Ekonom Utama Departemen Riset Ekonomi dan Kerja Sama Regional Bank Pembangunan Asia (ADB) Arief Ramayandi meragukan efektifitas Badan Penerimaan Negara (BPN) yang akan dibentuk pemerintahan presiden terpilih Prabowo Subianto.
Dia mengatakan belum ada bukti pembentukan Badan Penerimaan Negara bisa mendongkrak penerimaan.
“Belum ada bukti empiris yang menunjukkan bahwa pemisahan BPN itu akan serta merta mendorong penerimaan negara,” kata Arief saat acara Asian Development Outlook 2024 Discussion di Perpustakaan Nasional, Jakarta, dikutip Selasa (11/6/2024).
Arief menilai pemisahan Ditjen Pajak dan Bea Cukai dari Kemenkeu hanya memisahkan kewenangan. Dengan demikian, Kementerian Keuangan bisa lebih fokus dalam membuat kebijakan fiskal, sementara BPN bisa berfokus mengumpulkan penerimaan negara. Namun, pembentukan badan itu tidak akan bisa langsung meningkatkan penerimaan.
“Kalau dipisah itu keuntungannya BPN tidak perlu khawatir tentang kebijakan fiskal, jadi mereka bisa fokus meningkatkan dan memungut penerimaan negara,” katanya.

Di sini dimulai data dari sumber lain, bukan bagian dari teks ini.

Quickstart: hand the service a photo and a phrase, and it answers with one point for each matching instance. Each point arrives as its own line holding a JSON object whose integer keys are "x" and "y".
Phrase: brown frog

Sebagaimana diketahui, pembentukan BPN merupakan visi-misi yang telah dilontarkan Prabowo dan Gibran Rakabuming Raka sejak masa kampanye Pilpres 2024. Saat ini, pembentukan BPN juga sudah masuk ke dalam Rancangan Awal Rencana Kerja Pemerintah (RKP) 2025.
Dalam dokumen RKP Tahun 2025 yang disusun Kementerian Perencanaan Pembangunan Nasional (PPN)/Bappenas, BPN diberi nama sebagai Badan Otorita Penerimaan Negara. Badan itu dibentuk untuk meningkatkan rasio penerimaan perpajakan menjadi sebesar 10-12% terhadap produk domestik bruto (PDB) 2025.
Dalam dokumen itu, pemerintah menganggap, pembenahan kelembagaan perpajakan melalui pembentukan Badan Otorita Penerimaan Negara untuk meningkatkan tax ratio dapat juga menyediakan ruang belanja yang memadai dalam APBN untuk pelaksanaan pembangunan dalam rangka mewujudkan Visi Indonesia Emas 2045.